President Trump is right to respond by defending America’s heritage unapologetically, as he did in his speech at Mount Rushmore last July 4. But part of the problem with the 1619 curriculum is precisely the attempt to politicize institutions of local civil society, which is why Trump’s executive order nationalizing a project of “patriotic education”—including a commission that will somehow answer from on high the much-disputed question of what America’s founding principles are—is an ill-conceived response. If conservatives believe in Tocquevillian civil society, the priority should be to restore a space free of politics.
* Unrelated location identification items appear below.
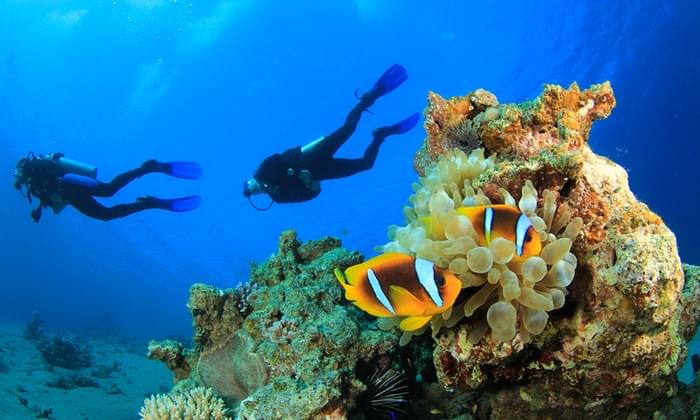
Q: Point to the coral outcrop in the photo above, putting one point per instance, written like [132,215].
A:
[284,345]
[619,339]
[591,320]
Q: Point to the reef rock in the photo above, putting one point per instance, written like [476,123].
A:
[616,344]
[285,345]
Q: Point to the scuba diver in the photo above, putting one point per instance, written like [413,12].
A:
[294,175]
[58,182]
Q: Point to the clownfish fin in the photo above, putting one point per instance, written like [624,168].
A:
[341,277]
[404,302]
[413,323]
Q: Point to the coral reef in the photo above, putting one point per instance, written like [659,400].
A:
[197,403]
[284,346]
[64,353]
[173,354]
[621,335]
[590,318]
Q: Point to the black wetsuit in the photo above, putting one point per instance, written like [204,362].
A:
[54,191]
[279,174]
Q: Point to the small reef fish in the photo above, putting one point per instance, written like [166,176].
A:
[398,285]
[496,221]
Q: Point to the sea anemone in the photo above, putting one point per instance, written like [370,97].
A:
[502,290]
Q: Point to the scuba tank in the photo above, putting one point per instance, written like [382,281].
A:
[69,166]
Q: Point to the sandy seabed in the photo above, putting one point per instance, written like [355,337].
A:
[122,375]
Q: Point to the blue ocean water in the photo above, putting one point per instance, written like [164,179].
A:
[228,82]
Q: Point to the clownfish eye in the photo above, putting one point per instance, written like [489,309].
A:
[439,279]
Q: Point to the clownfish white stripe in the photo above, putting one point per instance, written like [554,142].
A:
[488,224]
[378,292]
[426,277]
[521,227]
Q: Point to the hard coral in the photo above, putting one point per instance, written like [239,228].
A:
[292,349]
[622,333]
[502,289]
[559,118]
[197,403]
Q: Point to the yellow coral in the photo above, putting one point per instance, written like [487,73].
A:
[512,294]
[197,403]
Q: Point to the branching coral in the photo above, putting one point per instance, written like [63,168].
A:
[197,403]
[513,289]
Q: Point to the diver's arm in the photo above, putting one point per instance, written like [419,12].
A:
[36,213]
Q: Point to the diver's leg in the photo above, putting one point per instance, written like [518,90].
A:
[108,189]
[90,207]
[330,144]
[392,78]
[340,168]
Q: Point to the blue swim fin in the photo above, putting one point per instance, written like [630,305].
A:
[401,127]
[185,170]
[392,78]
[173,204]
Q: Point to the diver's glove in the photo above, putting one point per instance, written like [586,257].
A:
[36,214]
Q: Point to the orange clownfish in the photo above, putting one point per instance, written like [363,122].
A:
[497,221]
[397,285]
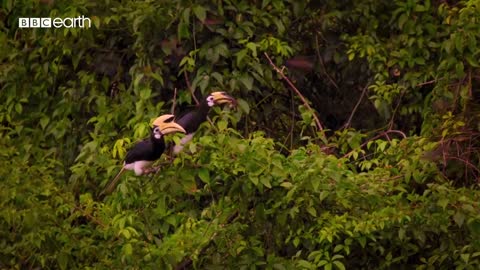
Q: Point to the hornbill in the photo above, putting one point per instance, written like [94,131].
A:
[145,152]
[193,119]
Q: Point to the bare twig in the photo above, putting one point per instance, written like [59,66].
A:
[383,134]
[187,80]
[349,122]
[292,86]
[426,83]
[390,124]
[324,69]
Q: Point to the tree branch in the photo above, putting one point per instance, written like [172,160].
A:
[292,86]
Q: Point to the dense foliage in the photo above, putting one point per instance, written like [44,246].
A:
[391,182]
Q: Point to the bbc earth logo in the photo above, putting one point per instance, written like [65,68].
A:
[78,22]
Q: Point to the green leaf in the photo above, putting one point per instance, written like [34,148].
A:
[459,218]
[243,105]
[222,125]
[312,211]
[44,122]
[339,265]
[204,175]
[266,182]
[128,249]
[200,12]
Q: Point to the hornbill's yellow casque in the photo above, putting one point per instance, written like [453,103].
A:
[192,120]
[144,153]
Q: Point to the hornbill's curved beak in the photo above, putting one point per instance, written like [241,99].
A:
[167,125]
[222,97]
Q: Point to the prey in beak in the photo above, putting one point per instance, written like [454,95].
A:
[166,125]
[221,97]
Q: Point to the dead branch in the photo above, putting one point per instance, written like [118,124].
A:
[292,86]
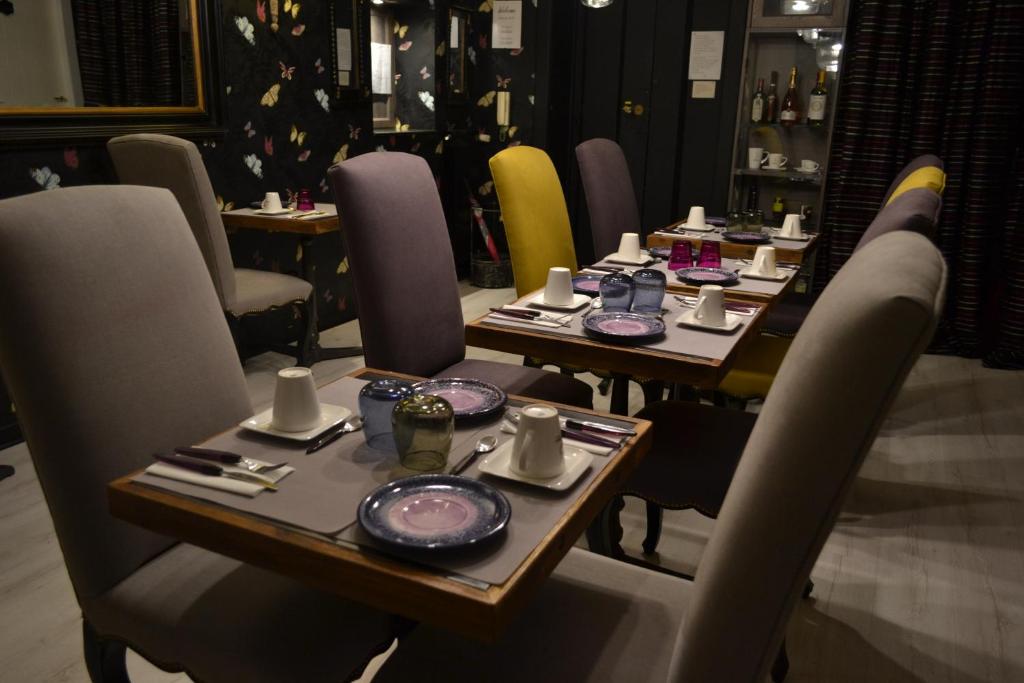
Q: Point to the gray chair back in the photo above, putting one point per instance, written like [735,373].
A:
[400,260]
[818,422]
[608,188]
[164,161]
[113,345]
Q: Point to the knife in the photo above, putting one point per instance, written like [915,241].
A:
[211,469]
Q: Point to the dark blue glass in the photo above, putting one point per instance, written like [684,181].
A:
[377,401]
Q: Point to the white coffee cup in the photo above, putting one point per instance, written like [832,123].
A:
[756,158]
[296,407]
[271,202]
[791,226]
[558,291]
[537,451]
[711,305]
[629,247]
[695,217]
[764,262]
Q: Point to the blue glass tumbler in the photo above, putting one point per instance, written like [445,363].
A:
[377,401]
[616,292]
[649,291]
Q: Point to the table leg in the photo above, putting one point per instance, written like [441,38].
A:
[313,352]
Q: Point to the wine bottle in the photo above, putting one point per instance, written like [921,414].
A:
[790,111]
[816,102]
[771,99]
[758,103]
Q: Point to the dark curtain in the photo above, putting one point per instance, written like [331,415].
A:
[944,77]
[129,52]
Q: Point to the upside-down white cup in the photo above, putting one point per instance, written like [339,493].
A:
[558,291]
[296,407]
[629,246]
[711,305]
[537,451]
[791,226]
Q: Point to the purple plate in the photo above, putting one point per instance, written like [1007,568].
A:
[469,398]
[434,512]
[631,328]
[702,275]
[587,284]
[747,238]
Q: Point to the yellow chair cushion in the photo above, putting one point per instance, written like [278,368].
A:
[537,222]
[756,367]
[931,177]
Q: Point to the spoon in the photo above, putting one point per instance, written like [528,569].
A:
[484,444]
[350,424]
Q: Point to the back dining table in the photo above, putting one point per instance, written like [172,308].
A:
[307,529]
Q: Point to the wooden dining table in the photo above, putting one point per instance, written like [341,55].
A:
[306,226]
[418,588]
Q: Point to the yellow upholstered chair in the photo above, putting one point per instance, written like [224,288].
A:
[537,222]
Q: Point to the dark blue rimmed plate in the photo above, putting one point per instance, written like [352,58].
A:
[469,398]
[587,284]
[434,512]
[702,275]
[624,328]
[744,238]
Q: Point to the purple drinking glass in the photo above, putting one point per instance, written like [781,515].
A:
[681,256]
[711,255]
While addressing these threats, we might also entertain the possibility that the greatest threat to associations pertains not to our freedom to associate but rather to our need to do so. Real associations make demands on their members. Affiliations with or antipathies toward a president—pick your poison: Bush, Obama, Trump, Biden—are free of charge. They are also free of substance.

The task of associations is the hustle and bustle of individuals and families making interesting and meaningful lives and finding—by way of trial and error rather than coordination and coercion—the balance between freedom and obligation. There may be little glory, conventionally understood, in that work. But the full range of Goldman’s taxonomy of liberties depends on it, which ought to be glory enough. Preserving such balanced freedom requires a retreat from politics, not an escalating obsession with it that grows more frantic and intense as the problems it actually needs to address recede.

In this regard, Goldman asks a question that chills the hearts of politicians and activists: “21st century America is no Arcadia. But is it a proto-totalitarian inferno?” In 1996, as journalists fretted that the major party conventions had become boring, George F. Will observed that “widespread indifference to politics, particularly, in August, is a sign of the health of America, where the basic elements of happiness are not routinely at risk in elections.”

Today, an unhealthy infatuation with politics is the greatest threat to associative life in America. Certainly, Americans should oppose state threats to the freedom to associate outside the political realm. It is equally, perhaps more, important to restore the necessity of association by reducing the supply of shallow alternatives.